So now that the long-term project was settled, we had to pick a short-term project: expansion or a spin-off. Either option would boost sales but I feel that an expansion’s sales potential has a hard limit regardless of its quality (about 15-30%, if I have to guess – the core supporters and people who want more).
- Deus Ex: Human Revolution: 23% of players got the easiest Missing Link achievement
- Pillars of Eternity: only 8.6% got Soulbinder achievement, only 5.2% opened the Battery. Granted the achievements are a very unreliable tool but still…
- XCOM2: 15.7% completed The New Alliance mission in the new and much improved expansion
- Witcher 3: 18.9% got the Witcher’s Gone South achievement, although in this case it represents a million players.
Another problem with expansions is that they usually add content in the middle after players have already reached the end, so the ask to the players is not ‘come try new content’ but ‘replay a bunch of old content, and then find new content’, which brings us right back to the risks and dangers of offering more of the same.
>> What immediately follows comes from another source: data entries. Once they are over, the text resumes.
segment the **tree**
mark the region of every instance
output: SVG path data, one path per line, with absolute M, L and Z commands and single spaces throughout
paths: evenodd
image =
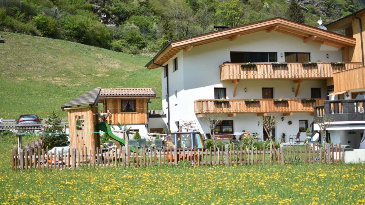
M 326 135 L 326 131 L 328 128 L 333 126 L 333 118 L 328 115 L 323 115 L 323 117 L 316 117 L 313 120 L 314 123 L 318 125 L 319 127 L 319 132 L 321 135 L 324 139 L 324 142 L 327 142 L 327 136 Z
M 61 118 L 53 112 L 51 115 L 49 116 L 47 122 L 48 126 L 45 129 L 45 132 L 50 133 L 45 135 L 43 138 L 43 143 L 49 149 L 55 147 L 63 147 L 67 145 L 67 135 L 64 134 L 62 126 L 61 125 Z
M 220 124 L 222 122 L 222 119 L 220 117 L 213 115 L 205 115 L 204 117 L 201 119 L 201 121 L 208 125 L 209 132 L 212 135 L 212 139 L 213 140 L 214 149 L 217 148 L 218 147 L 215 142 L 214 128 L 217 125 Z
M 231 26 L 238 25 L 243 16 L 241 2 L 238 0 L 222 1 L 218 5 L 216 15 L 223 24 Z
M 275 147 L 275 144 L 273 142 L 272 130 L 277 125 L 279 124 L 280 122 L 276 119 L 275 116 L 270 115 L 262 117 L 262 127 L 265 130 L 265 132 L 269 136 L 269 139 L 271 143 L 271 144 Z
M 300 9 L 300 5 L 296 0 L 291 0 L 289 8 L 287 11 L 288 19 L 299 23 L 304 23 L 305 17 L 304 12 Z

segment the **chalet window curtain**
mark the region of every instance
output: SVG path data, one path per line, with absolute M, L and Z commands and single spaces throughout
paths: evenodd
M 214 89 L 215 99 L 226 99 L 226 92 L 224 89 Z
Of course, the undisputed advantage is that an expansion is relatively easy to make as you’re using the existing engine, systems, and art assets, but the same logic applies to a stand-alone spin-off, which is why we decided to bet on the latter and go with a stand-alone tactical game set in the same world.
Let’s start with the goals, in the order of importance.
- Our main goal was to support our full scale RPGs with tactical spin-offs. Full-scale RPGs take many years (3-4 years for proper studios with proper budgets; we hope to do it in 4-5 years), so we desperately need a revenue booster.
- The New World will be a party-based RPG where your Charisma determines how many followers you can have and the experience is split between the party members so a smaller party would always be further ahead. We had no experience in this area (we didn’t even know if we’d be able to balance it), so we decided to try these features in Dungeon Rats first and get the hands-on experience and feedback from thousands of players.
- Since AoD was in development for over 10 years, it was important to show people that we can stick with a proper schedule and deliver a game on time. A faith-building exercise.
We hit goals #2 and 3, but it’s too early to say about goal #1. I hoped that Dungeon Rats would sell 100,000 copies in the first year on the strength of the combat system and the low price ($8.99, under $5 during sale events), but in the first 14 months it sold only 33,027 copies at $5.55 avg. Of course, without proper statistics it’s hard to say whether DR did as well as it could under the circumstances or failed miserably.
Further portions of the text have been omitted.